Hope you enjoy it (again) this time around.


Americans: My first encounter

I now have three delightful ladies from  across the pond that follow my blog.

Thank you ladies, I am extremely grateful!

To honour these ladies I would like to take you on a short journey back in time to the early 80's.  1981 to be precise.  In addition to this mini-time travel miracle, I intend to carry you all to the European mainland.  Our destination today is the town of Butzbach in Germany.
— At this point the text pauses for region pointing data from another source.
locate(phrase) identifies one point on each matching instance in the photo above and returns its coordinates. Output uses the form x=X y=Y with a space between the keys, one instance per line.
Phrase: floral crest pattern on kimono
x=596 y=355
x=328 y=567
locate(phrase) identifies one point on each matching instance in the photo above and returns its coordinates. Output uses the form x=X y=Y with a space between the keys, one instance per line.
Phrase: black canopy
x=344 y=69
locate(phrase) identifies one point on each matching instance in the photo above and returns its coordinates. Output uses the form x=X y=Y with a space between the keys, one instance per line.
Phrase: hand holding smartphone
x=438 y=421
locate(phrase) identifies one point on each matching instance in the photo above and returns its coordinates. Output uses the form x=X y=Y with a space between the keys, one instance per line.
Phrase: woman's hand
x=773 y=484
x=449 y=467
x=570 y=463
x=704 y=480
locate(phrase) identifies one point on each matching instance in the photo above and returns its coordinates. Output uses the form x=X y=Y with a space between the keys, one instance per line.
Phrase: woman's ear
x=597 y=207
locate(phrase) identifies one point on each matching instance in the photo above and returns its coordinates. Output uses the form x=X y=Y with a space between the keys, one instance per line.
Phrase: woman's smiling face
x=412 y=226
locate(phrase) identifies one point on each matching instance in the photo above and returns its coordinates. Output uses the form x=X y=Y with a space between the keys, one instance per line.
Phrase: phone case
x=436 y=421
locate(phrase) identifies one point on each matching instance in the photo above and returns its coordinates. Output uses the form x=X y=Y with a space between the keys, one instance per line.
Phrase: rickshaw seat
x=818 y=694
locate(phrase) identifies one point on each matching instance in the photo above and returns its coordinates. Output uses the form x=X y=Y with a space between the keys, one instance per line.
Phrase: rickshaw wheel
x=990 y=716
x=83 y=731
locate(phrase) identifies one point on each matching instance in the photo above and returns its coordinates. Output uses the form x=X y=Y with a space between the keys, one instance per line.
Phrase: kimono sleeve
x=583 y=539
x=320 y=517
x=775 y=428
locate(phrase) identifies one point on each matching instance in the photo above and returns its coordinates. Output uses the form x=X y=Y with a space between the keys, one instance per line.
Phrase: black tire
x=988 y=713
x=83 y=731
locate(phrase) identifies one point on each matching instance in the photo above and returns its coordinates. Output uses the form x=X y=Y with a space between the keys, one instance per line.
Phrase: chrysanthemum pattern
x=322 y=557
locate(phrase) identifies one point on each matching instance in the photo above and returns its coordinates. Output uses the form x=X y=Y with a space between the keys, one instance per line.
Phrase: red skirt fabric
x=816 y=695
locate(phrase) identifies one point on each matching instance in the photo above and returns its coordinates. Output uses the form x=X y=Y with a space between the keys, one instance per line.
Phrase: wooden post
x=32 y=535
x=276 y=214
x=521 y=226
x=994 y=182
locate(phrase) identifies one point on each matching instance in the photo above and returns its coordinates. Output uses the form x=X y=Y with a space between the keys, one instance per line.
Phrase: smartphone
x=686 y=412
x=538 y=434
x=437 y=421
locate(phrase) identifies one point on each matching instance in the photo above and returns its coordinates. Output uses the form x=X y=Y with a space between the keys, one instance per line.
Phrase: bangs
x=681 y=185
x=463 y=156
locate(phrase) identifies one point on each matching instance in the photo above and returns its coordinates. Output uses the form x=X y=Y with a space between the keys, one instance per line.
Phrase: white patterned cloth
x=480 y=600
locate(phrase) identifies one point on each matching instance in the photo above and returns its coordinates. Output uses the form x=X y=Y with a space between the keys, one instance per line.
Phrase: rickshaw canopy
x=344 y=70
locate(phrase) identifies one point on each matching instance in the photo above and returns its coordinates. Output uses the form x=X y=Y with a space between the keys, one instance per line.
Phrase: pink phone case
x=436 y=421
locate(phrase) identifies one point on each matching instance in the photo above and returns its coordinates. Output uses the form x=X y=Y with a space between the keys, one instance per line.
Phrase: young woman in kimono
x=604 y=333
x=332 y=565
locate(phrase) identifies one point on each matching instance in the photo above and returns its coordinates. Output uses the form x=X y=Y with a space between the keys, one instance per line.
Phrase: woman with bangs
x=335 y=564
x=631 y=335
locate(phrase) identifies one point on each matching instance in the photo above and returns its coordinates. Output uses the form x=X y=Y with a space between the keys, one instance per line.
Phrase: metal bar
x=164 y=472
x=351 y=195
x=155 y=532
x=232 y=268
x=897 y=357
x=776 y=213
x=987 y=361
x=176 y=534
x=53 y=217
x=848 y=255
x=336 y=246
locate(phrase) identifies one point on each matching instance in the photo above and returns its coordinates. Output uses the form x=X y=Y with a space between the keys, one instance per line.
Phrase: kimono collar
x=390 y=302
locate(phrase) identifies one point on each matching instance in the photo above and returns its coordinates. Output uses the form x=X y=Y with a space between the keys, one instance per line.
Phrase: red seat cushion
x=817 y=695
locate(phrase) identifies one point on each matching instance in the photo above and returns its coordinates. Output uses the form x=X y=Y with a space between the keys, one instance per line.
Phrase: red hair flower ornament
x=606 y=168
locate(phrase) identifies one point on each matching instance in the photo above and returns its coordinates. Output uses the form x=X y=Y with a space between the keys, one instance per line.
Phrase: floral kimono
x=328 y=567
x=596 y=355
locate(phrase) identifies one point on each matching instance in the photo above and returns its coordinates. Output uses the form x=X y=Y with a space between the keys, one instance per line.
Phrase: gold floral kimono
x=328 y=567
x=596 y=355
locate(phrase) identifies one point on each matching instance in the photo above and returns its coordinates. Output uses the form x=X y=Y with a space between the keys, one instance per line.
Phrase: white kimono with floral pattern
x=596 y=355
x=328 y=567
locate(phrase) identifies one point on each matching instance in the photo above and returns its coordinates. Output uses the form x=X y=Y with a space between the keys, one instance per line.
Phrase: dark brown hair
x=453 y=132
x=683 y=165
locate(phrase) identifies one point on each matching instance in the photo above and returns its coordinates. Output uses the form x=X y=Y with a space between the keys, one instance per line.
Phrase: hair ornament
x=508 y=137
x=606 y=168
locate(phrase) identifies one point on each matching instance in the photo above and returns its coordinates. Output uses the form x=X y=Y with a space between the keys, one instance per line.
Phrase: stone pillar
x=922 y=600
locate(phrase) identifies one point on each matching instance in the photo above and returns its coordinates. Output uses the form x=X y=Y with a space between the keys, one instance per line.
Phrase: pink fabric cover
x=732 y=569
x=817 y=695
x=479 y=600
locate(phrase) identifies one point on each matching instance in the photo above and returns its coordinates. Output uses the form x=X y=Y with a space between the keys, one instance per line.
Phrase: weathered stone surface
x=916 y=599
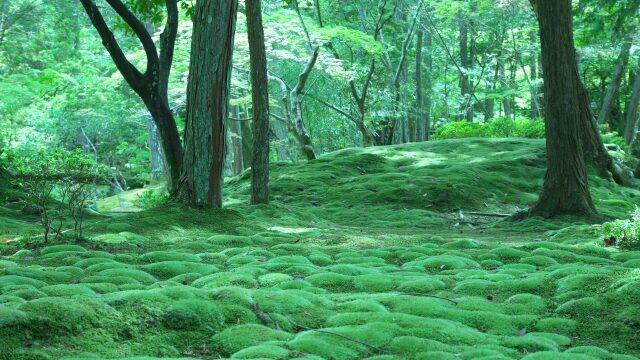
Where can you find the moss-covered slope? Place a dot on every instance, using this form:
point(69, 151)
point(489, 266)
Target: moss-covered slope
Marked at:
point(358, 257)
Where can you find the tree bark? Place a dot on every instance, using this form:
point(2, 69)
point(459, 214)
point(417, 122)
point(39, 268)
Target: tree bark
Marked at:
point(616, 80)
point(566, 187)
point(214, 24)
point(155, 151)
point(152, 85)
point(260, 97)
point(465, 86)
point(416, 126)
point(236, 140)
point(632, 111)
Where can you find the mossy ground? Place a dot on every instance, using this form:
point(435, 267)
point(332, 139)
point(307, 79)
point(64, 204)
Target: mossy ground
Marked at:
point(362, 254)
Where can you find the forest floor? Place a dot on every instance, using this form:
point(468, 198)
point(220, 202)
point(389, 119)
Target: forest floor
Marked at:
point(364, 253)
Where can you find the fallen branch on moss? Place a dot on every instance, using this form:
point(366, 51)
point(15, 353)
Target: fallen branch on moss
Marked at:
point(379, 350)
point(427, 295)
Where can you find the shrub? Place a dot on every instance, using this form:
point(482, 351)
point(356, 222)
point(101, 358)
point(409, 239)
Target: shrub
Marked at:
point(623, 233)
point(55, 183)
point(498, 127)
Butzbach lies a little north of Frankfurt Am Main and Wiesbaden and was (maybe still is) in 1981 an American garrison town.

Before I continue, let me tell you that from 1976 to 1986 I was in the British army stationed in the Paderborn / Detmold area of Nordrhein West Fallen (further north).  I wasn't a particularly good  soldier, but I looked good in green!

Anyway, Butzbach was where my unit (I was a lance corporal at the time) would spend their annual training camp.  1981 was my first time and I wasn't looking forward to marching around the countryside with a bulky SLR-rifle (none of those nice new ones they have now) and ten times my own body weight in equipment (only slightly exaggerated) or leaping over the American assault courses (which I had been told were longer and harder than ours).

Our camp site was one of the lesser used rifle and small arms ranges about one mile or so outside of town and our first day on site was spent settling in; digging deep holes to use as loo's (no danger of leaving the seat up on a box with a hole in it Jamie), stowing away weapons and equipment and generally being kept busy by officers and senior NCO's shouting a lot.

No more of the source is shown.